Meningkatnya pertumbuhan pemakai Blackberry, termasuk di Indonesia memang tidak lepas dari semakin tingginya kebutuhan masyarakat terhadap penggunaan akses internet dan email. Boleh dibilang kini masyarakat sudah melek teknologi. Ini bisa terlihat dari menjamurnya warung internet atau warnet disudut-sudut kota.

Apalagi dengan memiliki Blackberry, para pengguna seakan dimanjakan oleh kecanggihan smartphone asal Kanada ini. Dengan menggunakan Blackberry, dimanapun dan kapanpun dapat mengakses internet dan email. Aktifitas tentu saja menjadi mudah dan cepat.

Bagi para pengiat teknologi atau kalangan yang biasanya memerlukan informasi cepat, Blackberry merupakan perangkat telekomunikasi yang relatif tepat. ”Gue agak sedikit terbantu,” kata Heri. Karyawan salah satu perusahaan sekuritas swasta di Jakarta ini mengaku kini mudah mendapatkan informasi. ”Dirumah atau di jalan gue bisa akses internet. Sebelum punya Blackberry, gue harus sampai di kantor atau di rumah baru bisa pake internet” jelasnya.

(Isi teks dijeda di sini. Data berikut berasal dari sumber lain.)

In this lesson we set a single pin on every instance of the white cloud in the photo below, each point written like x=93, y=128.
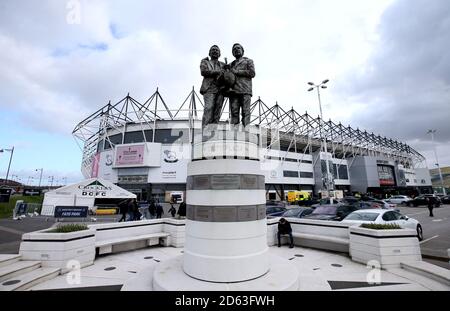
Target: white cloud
x=64, y=72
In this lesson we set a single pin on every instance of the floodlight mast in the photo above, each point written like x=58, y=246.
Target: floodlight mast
x=437, y=160
x=328, y=183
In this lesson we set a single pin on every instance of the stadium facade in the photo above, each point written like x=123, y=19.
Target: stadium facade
x=145, y=148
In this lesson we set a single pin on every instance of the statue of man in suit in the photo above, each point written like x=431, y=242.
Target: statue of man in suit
x=211, y=70
x=240, y=97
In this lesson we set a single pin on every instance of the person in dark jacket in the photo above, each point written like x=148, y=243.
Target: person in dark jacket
x=152, y=209
x=123, y=209
x=159, y=210
x=182, y=210
x=430, y=204
x=284, y=228
x=172, y=209
x=136, y=214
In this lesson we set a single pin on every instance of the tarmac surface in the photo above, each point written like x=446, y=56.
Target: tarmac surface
x=434, y=246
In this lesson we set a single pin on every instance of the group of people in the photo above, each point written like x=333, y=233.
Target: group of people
x=130, y=211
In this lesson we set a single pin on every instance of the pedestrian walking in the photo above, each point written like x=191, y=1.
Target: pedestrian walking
x=182, y=210
x=172, y=209
x=159, y=210
x=123, y=209
x=152, y=209
x=430, y=204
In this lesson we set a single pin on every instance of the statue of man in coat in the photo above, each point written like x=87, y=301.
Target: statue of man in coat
x=212, y=70
x=240, y=97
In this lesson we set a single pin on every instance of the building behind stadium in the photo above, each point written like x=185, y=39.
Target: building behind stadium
x=145, y=147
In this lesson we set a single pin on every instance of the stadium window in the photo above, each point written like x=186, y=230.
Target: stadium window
x=306, y=175
x=114, y=139
x=100, y=146
x=171, y=136
x=134, y=137
x=342, y=171
x=290, y=174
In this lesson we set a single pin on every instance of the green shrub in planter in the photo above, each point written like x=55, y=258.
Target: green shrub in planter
x=381, y=226
x=69, y=228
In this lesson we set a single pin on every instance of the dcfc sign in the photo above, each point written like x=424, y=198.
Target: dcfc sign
x=71, y=211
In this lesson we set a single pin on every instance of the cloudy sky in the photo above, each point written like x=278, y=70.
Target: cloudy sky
x=388, y=62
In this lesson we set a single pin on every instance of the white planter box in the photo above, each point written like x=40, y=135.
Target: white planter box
x=388, y=247
x=58, y=249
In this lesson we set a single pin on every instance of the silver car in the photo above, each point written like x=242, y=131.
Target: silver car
x=384, y=216
x=399, y=199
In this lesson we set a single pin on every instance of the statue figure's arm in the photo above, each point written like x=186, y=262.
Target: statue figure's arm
x=206, y=72
x=249, y=72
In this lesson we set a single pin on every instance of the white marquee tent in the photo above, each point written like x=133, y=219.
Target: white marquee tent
x=83, y=193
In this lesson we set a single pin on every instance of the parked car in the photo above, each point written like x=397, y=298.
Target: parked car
x=422, y=200
x=383, y=216
x=297, y=212
x=384, y=204
x=446, y=199
x=399, y=199
x=350, y=199
x=325, y=202
x=274, y=208
x=331, y=212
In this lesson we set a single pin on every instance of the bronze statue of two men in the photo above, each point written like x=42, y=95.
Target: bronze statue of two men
x=221, y=80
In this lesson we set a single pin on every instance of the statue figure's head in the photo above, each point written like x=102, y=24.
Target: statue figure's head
x=214, y=52
x=237, y=50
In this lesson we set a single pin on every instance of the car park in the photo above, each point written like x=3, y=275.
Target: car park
x=274, y=208
x=383, y=204
x=383, y=216
x=325, y=202
x=297, y=212
x=423, y=200
x=332, y=212
x=399, y=199
x=445, y=199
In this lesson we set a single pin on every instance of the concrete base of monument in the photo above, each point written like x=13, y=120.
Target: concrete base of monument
x=169, y=276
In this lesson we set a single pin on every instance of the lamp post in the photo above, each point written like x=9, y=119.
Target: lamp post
x=328, y=182
x=40, y=176
x=10, y=159
x=437, y=161
x=51, y=178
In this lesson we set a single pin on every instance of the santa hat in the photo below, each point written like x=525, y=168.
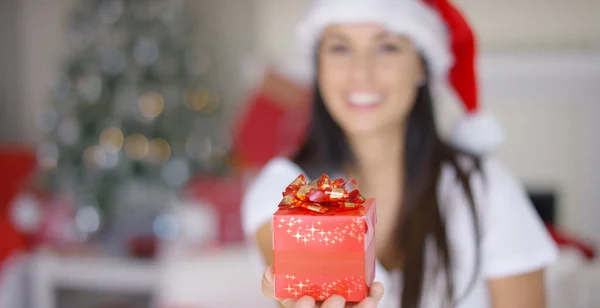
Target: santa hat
x=442, y=35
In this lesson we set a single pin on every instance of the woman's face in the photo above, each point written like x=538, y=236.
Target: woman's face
x=368, y=77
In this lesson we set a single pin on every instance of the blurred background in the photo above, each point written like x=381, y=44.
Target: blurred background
x=129, y=129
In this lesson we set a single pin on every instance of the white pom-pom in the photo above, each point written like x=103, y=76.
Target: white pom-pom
x=477, y=134
x=26, y=213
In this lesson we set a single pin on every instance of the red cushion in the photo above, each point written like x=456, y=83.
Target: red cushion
x=16, y=165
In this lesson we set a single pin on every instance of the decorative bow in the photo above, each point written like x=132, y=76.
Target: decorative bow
x=322, y=195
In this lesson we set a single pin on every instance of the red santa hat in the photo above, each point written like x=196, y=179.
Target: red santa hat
x=442, y=35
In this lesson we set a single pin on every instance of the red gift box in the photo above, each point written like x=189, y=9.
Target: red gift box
x=324, y=248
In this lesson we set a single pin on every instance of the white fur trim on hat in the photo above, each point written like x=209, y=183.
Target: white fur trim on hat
x=412, y=18
x=477, y=133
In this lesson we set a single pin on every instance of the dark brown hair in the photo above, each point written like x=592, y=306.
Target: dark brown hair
x=326, y=150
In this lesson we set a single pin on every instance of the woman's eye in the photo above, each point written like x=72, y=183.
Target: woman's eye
x=338, y=49
x=389, y=48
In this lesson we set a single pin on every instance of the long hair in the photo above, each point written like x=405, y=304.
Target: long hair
x=420, y=221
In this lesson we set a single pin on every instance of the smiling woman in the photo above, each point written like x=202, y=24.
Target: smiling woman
x=454, y=228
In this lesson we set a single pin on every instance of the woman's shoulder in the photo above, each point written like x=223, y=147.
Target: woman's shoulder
x=264, y=192
x=487, y=173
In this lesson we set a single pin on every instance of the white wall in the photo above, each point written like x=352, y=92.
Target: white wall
x=540, y=75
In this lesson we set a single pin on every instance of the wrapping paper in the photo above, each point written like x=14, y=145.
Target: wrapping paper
x=324, y=241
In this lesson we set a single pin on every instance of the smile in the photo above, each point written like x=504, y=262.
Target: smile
x=364, y=99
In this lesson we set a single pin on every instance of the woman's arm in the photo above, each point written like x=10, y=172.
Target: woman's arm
x=520, y=291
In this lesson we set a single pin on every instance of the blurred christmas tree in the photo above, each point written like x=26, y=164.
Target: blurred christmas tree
x=132, y=117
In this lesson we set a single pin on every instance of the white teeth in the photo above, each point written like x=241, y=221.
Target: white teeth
x=364, y=99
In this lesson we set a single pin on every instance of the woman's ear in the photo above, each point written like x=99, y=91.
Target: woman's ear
x=421, y=73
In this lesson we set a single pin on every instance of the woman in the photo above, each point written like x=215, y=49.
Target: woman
x=454, y=228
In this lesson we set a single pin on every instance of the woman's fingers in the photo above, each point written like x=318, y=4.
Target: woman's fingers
x=376, y=291
x=375, y=295
x=303, y=302
x=268, y=283
x=334, y=301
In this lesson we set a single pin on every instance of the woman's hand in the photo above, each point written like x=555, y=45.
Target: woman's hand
x=335, y=301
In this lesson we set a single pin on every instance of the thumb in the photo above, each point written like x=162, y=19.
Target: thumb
x=267, y=283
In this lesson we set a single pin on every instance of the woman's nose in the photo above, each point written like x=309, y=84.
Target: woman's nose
x=361, y=69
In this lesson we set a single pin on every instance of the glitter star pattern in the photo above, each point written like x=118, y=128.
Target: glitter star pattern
x=348, y=287
x=302, y=232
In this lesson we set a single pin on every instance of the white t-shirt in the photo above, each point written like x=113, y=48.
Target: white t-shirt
x=514, y=239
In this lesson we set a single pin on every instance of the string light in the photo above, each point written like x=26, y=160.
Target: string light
x=111, y=139
x=136, y=146
x=151, y=104
x=159, y=151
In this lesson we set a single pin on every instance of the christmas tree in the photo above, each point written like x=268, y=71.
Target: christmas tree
x=132, y=115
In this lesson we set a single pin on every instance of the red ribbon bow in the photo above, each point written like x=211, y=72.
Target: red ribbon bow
x=322, y=195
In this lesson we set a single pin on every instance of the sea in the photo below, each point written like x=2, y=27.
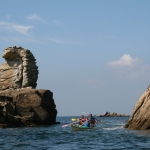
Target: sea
x=109, y=135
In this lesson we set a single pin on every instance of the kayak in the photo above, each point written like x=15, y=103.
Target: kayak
x=76, y=127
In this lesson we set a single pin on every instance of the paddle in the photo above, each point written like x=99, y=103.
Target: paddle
x=97, y=119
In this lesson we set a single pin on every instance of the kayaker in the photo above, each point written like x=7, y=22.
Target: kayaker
x=79, y=122
x=92, y=120
x=86, y=123
x=83, y=118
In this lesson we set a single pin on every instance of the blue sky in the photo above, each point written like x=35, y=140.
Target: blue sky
x=92, y=54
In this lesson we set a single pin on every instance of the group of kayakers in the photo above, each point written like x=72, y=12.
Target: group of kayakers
x=87, y=122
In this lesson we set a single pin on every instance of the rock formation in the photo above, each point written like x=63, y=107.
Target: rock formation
x=20, y=103
x=19, y=70
x=140, y=117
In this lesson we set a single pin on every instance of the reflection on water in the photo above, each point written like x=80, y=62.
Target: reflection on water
x=111, y=135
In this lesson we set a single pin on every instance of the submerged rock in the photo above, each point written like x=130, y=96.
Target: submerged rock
x=140, y=117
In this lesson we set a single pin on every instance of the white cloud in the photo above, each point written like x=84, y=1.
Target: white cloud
x=125, y=60
x=35, y=17
x=15, y=27
x=62, y=41
x=129, y=67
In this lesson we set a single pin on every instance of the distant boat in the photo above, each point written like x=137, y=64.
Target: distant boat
x=76, y=127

Menurut informasi yang dihimpun dari beberapa sumber, biaya langganan servis smarphone berkisar anatara 150 ribu sampai 180 ribu. Namun ini tergantung dari provider yang dipilih. Contohnya saja Indosat Mentari, provider ini melayani Blackberry On Demand (BOD) mingguan sebesar 50 ribu. Lain lagi dengan XL One, provider ini menawarkan layanan BOD 5 ribu perhari. Sedangkan Telkomsel Simpati mengenakan biaya langganan Rp. 180.000 perbulannya.

Dengan berlangganan servis Blackberry, sudah termasuk chatting, browsing, push email, dan aplikasi lainnya yang menggunakan koneksi internet. Tentu saja biaya ini diluar biaya SMS dan telpon.

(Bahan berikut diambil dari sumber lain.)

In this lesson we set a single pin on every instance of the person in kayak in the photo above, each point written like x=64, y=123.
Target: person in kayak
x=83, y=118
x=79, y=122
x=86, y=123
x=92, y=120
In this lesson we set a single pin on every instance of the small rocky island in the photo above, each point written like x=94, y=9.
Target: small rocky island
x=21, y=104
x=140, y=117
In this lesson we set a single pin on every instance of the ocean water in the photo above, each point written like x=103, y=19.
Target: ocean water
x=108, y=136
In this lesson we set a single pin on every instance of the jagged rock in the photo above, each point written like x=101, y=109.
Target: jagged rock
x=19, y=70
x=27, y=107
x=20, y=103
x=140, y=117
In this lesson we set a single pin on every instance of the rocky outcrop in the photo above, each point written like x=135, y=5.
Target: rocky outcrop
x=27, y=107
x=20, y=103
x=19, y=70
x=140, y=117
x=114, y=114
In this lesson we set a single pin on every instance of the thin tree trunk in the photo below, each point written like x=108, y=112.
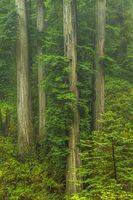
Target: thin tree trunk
x=99, y=74
x=70, y=42
x=23, y=86
x=41, y=72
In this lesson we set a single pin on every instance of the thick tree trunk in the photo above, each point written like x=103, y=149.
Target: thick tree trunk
x=70, y=42
x=23, y=86
x=99, y=74
x=41, y=72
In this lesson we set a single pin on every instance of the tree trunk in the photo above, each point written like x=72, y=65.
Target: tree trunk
x=41, y=72
x=23, y=85
x=99, y=74
x=70, y=42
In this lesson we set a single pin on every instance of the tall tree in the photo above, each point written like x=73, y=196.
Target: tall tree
x=41, y=73
x=23, y=82
x=99, y=67
x=70, y=43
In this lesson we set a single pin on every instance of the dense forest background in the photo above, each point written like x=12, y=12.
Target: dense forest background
x=66, y=100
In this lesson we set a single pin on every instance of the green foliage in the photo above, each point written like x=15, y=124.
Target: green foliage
x=26, y=180
x=107, y=165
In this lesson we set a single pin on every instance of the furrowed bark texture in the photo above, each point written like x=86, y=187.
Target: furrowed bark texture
x=99, y=74
x=70, y=43
x=23, y=86
x=41, y=70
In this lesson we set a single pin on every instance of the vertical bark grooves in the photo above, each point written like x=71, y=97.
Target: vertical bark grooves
x=23, y=85
x=114, y=161
x=99, y=74
x=41, y=72
x=70, y=43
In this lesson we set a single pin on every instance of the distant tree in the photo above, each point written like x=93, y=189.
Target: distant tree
x=23, y=82
x=99, y=67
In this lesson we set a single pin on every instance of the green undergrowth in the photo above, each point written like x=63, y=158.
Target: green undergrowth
x=23, y=181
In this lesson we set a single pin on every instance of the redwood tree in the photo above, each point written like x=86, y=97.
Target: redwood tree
x=24, y=121
x=70, y=43
x=99, y=67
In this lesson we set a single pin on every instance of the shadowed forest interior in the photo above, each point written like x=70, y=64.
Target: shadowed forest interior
x=66, y=99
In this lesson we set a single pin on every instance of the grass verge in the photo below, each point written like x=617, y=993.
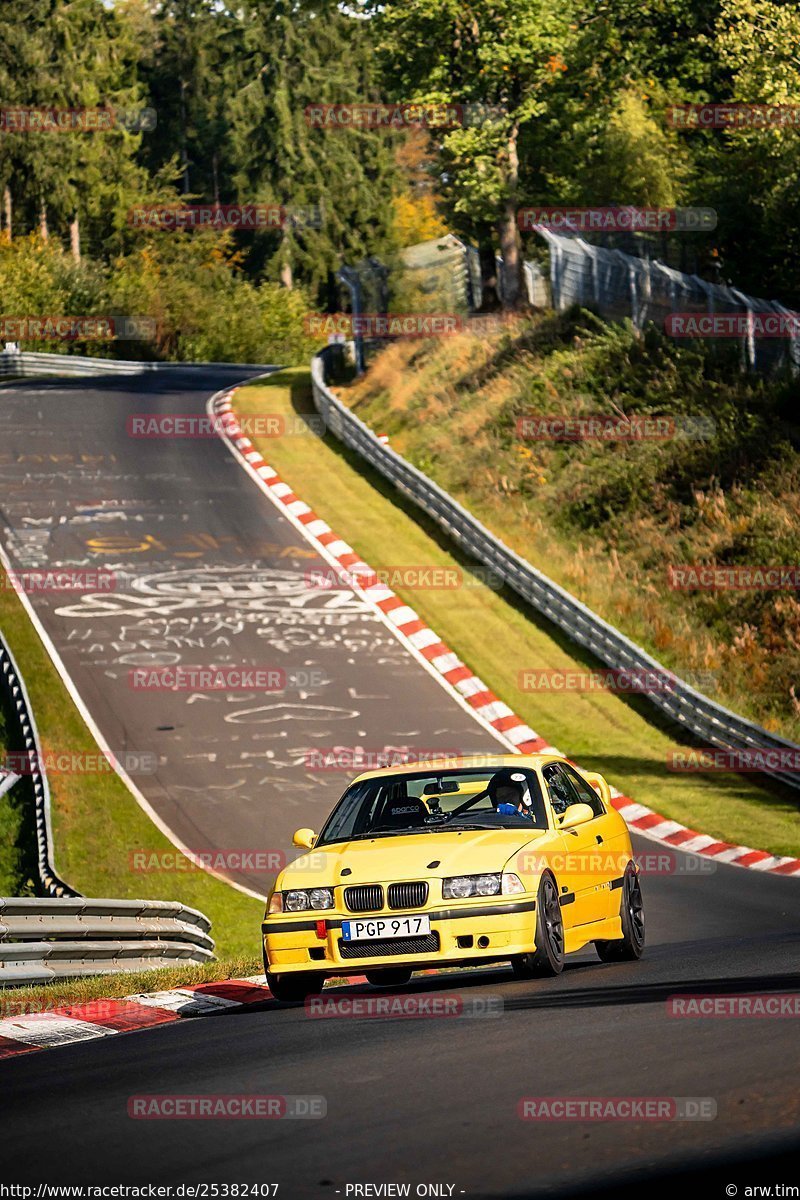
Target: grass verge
x=498, y=636
x=44, y=997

Bagi kalangan yang suka mobile internet, berlanggan servis Blackberry memang lebih murah ketimbang menggunakan handphone biasa. Bila dengan handphone biasa terkoneksi GPRSnya dihitung per kb dan tentu akan memakan pulsa.
Walau Harganya Mahal tetap Diminati

Harga sebuah handheld BlackBerry berdasarkan informasi yang berhasil dihimpun berkisar antara 3 juta - 8 juta. Ini juga tergantung jenis tipenya. Biasanya semakin canggih aplikasi yang ada didalam handhlednya, semakin mahal harganya. Walau demikian, smarphone ini sangat digemari di Indonesia.

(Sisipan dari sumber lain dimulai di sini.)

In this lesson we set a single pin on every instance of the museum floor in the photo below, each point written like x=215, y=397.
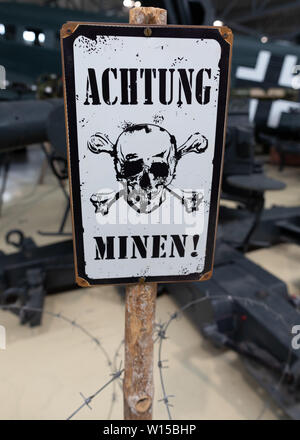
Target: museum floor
x=44, y=370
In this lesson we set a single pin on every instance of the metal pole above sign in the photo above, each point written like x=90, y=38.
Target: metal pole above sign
x=146, y=111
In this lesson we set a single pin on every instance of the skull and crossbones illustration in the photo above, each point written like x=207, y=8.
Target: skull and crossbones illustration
x=145, y=159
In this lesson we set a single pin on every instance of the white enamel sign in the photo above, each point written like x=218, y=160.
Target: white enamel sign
x=145, y=118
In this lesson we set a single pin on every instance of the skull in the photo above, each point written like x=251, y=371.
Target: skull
x=145, y=163
x=145, y=158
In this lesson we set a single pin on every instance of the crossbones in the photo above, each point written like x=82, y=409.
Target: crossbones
x=145, y=159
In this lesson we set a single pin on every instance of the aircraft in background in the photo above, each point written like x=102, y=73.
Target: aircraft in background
x=30, y=53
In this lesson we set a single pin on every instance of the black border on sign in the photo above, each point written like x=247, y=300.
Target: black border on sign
x=91, y=31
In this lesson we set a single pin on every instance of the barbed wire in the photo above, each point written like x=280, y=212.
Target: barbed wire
x=161, y=335
x=88, y=400
x=111, y=364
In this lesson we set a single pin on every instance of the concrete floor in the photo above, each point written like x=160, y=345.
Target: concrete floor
x=44, y=369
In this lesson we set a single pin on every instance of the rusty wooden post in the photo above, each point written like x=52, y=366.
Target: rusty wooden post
x=140, y=305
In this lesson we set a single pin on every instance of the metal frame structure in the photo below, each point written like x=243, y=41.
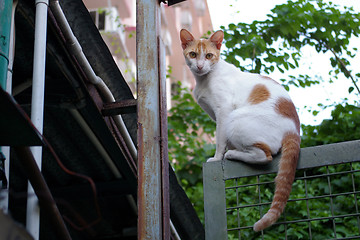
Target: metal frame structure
x=221, y=180
x=96, y=107
x=153, y=172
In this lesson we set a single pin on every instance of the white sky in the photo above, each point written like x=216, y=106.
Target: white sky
x=234, y=11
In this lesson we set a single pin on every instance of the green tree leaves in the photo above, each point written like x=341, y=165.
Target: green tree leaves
x=263, y=46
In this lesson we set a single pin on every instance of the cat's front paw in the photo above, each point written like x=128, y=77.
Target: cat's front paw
x=213, y=159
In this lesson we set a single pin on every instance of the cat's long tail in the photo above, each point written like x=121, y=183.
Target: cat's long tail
x=283, y=180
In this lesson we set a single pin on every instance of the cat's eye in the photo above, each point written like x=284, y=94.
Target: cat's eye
x=209, y=55
x=192, y=54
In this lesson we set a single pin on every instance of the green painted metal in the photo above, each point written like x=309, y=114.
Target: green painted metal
x=216, y=173
x=5, y=25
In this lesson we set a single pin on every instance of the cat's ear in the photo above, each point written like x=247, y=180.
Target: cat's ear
x=186, y=37
x=217, y=38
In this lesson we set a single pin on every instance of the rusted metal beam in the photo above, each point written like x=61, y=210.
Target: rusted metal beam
x=119, y=107
x=153, y=199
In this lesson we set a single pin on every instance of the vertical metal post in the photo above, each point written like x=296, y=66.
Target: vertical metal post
x=5, y=39
x=37, y=107
x=4, y=198
x=153, y=203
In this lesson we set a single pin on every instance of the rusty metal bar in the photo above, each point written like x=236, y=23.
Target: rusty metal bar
x=153, y=204
x=42, y=191
x=119, y=107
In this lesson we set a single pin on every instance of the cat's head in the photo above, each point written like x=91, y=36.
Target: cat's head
x=201, y=55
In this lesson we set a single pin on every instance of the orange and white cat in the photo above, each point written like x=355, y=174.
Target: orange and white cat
x=255, y=117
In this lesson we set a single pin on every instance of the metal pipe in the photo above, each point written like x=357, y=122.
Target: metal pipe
x=42, y=191
x=76, y=49
x=4, y=198
x=37, y=107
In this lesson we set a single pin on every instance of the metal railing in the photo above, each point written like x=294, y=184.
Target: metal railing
x=324, y=203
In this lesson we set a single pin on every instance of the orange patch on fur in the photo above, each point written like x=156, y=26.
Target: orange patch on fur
x=287, y=109
x=259, y=94
x=265, y=148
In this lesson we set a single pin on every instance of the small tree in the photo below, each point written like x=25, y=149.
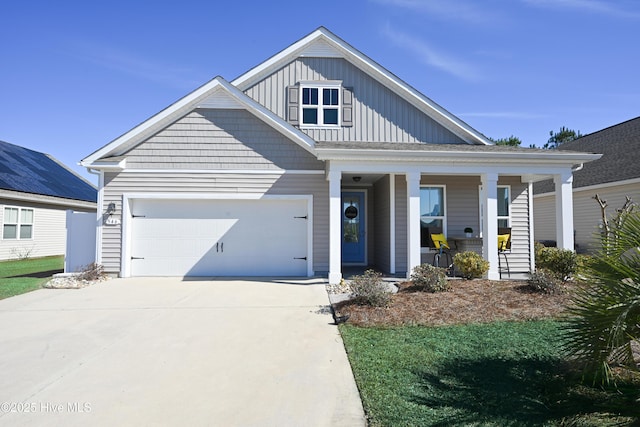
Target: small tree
x=560, y=137
x=605, y=317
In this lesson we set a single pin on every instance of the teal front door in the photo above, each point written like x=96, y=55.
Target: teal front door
x=353, y=228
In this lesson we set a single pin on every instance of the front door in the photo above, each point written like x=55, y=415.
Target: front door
x=353, y=227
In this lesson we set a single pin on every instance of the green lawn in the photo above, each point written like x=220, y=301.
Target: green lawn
x=498, y=374
x=11, y=285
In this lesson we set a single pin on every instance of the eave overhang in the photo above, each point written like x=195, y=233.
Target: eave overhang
x=218, y=93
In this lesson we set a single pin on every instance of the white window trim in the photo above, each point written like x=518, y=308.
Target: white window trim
x=19, y=223
x=444, y=217
x=328, y=84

Simak saja, apa yang telah dicapai oleh provider Telkomsel. Menurut Manager Direct Sales Metro Surabaya Telkomsel, Unggul Nasution, jumlah pelanggan Blackberry meliputi Jawa, Bali dan Nusa Tenggara hingga saat sekitar 11.000 pelangga. Belum lagi pelanggan dari provider lain. Atau tambahkan dengan pasar Blackberry dengan jalur ilegal atau kerap disebut black market.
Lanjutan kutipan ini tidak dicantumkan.